What will drive differentiation across Android platform providers?
The Android platform is an open platform, governed by the Open Handset Alliance (OHA). OHA has many members, and today it includes seven network operators and four handset manufacturers.
While the platform itself should be consistent across vendors/providers, thank God, I wonder what will be the differentiation challenges that handset manufacturers and network providers will face?
The handsets will all be capable of (from the S/W perspective) the same things, so will differentiation come purely from hardware design, for example, better handset footprint, layout, screen sizes, better battery consumption?
Or perhaps differentiation will come from the cost of ownership, as in monthly cost for voice/data/text plans?
Maybe it is all the above.
But I think a big part of this battle be in the User Interface. While the concepts of workspaces, and how S/W and UI is designed and written will or should remain consistent across platforms/vendors, we will see a plethora of UI designs and information architecture/organization. Is this a good thing? In theory it is, as it will allow for better and neater UIs and related innovation. I’m not sure yet the impact on the development and testing of Android applications… Also, will that UI innovation and differentiation make it back to the open source tree? Not sure yet, but I will find out soon, but my guess today, probably not.
Access to content and integration with the Web, which is based on applications and services, should be another differentiator. Integration to Google services have proven to be a winner, but Google services probably will be available to all Android platform vendors, providing no differentiation across Android vendors.
So differentiation between Android vendors will be a challenge, a challenge the iPhone doesn’t have, as there is only one iPhone vendor (and platform, unless you go across classes of iPods).
ceo
Competition and multiple markets breeds improvement.
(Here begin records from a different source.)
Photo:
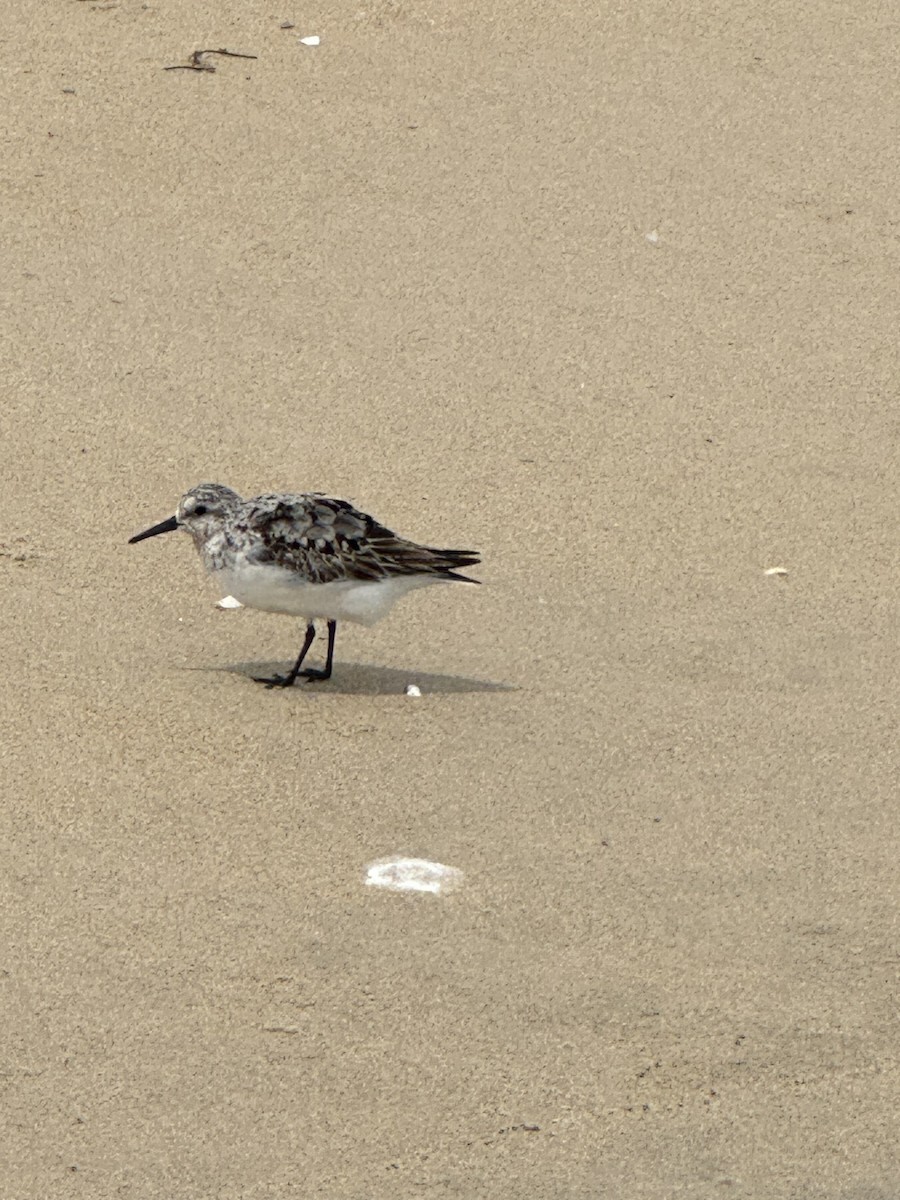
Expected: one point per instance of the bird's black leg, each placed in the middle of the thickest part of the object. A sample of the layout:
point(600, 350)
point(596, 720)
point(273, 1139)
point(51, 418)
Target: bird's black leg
point(291, 677)
point(311, 673)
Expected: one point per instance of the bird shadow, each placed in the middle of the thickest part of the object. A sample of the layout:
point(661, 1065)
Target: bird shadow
point(366, 679)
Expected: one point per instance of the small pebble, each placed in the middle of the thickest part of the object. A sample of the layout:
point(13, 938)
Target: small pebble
point(413, 875)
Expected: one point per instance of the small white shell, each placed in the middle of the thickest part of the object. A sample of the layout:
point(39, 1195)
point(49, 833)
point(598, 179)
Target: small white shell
point(413, 875)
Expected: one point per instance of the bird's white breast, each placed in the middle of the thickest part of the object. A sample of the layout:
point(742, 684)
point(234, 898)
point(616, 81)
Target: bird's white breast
point(276, 589)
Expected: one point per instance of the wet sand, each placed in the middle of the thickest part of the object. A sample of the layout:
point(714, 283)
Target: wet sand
point(610, 295)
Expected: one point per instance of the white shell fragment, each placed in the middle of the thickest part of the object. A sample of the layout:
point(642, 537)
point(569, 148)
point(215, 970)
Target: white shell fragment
point(413, 875)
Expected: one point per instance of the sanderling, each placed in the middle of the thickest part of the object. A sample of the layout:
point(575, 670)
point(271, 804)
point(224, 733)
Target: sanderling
point(306, 556)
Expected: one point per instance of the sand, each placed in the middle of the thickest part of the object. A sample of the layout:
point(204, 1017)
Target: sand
point(609, 293)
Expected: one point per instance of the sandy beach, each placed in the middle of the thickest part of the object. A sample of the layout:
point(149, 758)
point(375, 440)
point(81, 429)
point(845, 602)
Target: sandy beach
point(609, 294)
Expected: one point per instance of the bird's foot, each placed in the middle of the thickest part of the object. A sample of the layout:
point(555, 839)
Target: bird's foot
point(315, 675)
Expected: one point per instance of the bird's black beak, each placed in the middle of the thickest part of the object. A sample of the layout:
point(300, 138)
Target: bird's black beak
point(163, 527)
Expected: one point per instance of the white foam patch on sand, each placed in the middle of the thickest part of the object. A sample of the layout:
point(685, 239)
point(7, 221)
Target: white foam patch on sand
point(413, 875)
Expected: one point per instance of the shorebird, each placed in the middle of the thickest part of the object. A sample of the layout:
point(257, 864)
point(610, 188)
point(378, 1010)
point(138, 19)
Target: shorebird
point(306, 555)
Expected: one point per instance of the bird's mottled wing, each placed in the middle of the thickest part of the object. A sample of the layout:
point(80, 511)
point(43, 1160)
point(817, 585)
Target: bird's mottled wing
point(325, 540)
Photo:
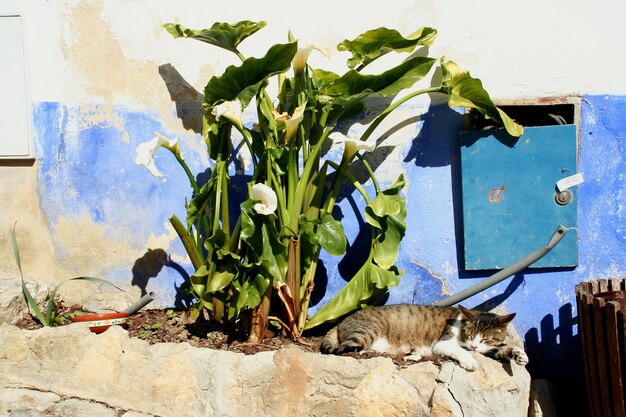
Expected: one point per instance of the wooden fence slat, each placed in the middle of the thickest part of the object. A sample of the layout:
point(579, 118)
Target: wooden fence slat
point(614, 352)
point(600, 342)
point(588, 337)
point(584, 334)
point(614, 284)
point(602, 331)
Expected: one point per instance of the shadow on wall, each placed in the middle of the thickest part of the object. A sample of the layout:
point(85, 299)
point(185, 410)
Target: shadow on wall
point(149, 266)
point(187, 99)
point(557, 357)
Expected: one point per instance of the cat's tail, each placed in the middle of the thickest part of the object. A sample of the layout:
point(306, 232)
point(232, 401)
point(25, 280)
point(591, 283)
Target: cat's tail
point(330, 342)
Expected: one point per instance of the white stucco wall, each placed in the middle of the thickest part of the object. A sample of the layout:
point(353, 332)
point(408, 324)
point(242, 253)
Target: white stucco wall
point(519, 49)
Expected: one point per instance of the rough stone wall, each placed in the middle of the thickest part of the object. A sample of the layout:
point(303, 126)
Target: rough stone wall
point(53, 370)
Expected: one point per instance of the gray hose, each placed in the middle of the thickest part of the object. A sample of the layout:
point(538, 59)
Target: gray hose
point(513, 269)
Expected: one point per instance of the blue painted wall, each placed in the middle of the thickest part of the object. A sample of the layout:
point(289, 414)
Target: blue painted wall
point(92, 171)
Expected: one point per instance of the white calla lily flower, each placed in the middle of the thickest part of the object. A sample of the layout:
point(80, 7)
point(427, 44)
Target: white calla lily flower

This a lesson Mac didnt learn from the 80s/90s in the PC wars.
,Michael Martin
http://www.googleandblog.com/
I think it would come down to hardware. You would see the mobile device market begin to mimic the desktop/laptop world with most manufacturers letting someone else worry about the software for the most part and focusing on getting the most capabilities for the lowest cost.
And like the regular desktop/laptop market you wouldn’t have a uniformity. The Success of Android does not necessarily translate into the extinction of the iPhone; it could be that Apple’s closed model is more successful in the mobile market than it has been in the computer one.
The iPhone also has the advantage that web developers attempting to make their sites accessible to Android will also be helping iPhone users, because (as I understand it) both are based on the same rendering engine, WebKits.